There are two kinds of omniscient narrator--the omniscient narrator who always hovers above the shoulder/in the mind of one character (I like to call this the "guardian angel" omniscient narrator) and the omniscient narrator who floats above the whole story with perspective on all the characters (I like to call this the "recording angel" omniscient narrator).

If the narrative has perspective on multiple characters, there's nothing wrong with showing multiple characters' thoughts and feelings.

swvaughn
12-05-2007, 07:36 PM
Just as a for-instance, I'm reading Terry Pratchett at the moment. He head hops his way through his narrative, and it never feels like a mis-step. In fact, the shifting perspectives keep the stories moving along at a fast and entertaining clip.

ohmygodIlooooveTerryPratchett.

That is all.

Birol
12-05-2007, 08:26 PM
I don't see this as "head-hopping" at all--I see this as omniscient narration. Being omniscient, the narrator knows what each of the characters is thinking.

"Head-hopping" to me is when the narrative changes point of view AND there is no continuing third-person omniscient thread.

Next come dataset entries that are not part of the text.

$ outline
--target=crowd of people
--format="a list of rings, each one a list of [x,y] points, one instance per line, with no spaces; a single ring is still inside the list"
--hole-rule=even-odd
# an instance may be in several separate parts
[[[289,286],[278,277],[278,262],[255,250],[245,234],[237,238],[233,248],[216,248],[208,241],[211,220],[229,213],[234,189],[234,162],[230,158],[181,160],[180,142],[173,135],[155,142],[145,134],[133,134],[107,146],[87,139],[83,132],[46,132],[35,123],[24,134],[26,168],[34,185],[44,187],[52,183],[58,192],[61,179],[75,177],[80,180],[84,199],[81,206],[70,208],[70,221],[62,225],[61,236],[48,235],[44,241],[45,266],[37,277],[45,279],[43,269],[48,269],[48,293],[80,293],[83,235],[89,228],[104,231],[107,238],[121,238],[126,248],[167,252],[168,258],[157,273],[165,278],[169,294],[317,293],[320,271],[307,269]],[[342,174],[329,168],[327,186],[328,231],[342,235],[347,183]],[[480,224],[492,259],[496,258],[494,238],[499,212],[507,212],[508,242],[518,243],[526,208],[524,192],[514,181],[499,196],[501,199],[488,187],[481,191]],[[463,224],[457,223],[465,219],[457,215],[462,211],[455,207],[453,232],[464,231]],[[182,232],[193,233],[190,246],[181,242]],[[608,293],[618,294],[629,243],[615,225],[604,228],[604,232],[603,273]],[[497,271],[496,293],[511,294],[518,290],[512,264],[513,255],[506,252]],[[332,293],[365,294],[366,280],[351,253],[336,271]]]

There are two kinds of omniscient narrator--the omniscient narrator who always hovers above the shoulder/in the mind of one character (I like to call this the "guardian angel" omniscient narrator) and the omniscient narrator who floats above the whole story with perspective on all the characters (I like to call this the "recording angel" omniscient narrator).

If the narrative has perspective on multiple characters, there's nothing wrong with showing multiple characters' thoughts and feelings.

This is actually called "limited," not "omniscient." If your POV is the 3rd person (he/she), then it is 3rd person limited.

IceCreamEmpress
12-05-2007, 08:38 PM
This is actually called "limited," not "omniscient." If your POV is the 3rd person (he/she), then it is 3rd person limited.

No, I'm thinking of an omniscient narrator who nonetheless gets inside the head of only one character.

In other words, the omniscient narrator relates EVENTS that the focus character wouldn't physically be able to know about, but only relates the thoughts and feelings of that character.


I see why my post was confusing on this. I should have said "internal perspective" rather than "perspective". The guardian angel narrator knows and relates the actions of all the characters, whether the protagonist is aware of them or not, but only knows and relates the thoughts and feelings of the protagonist.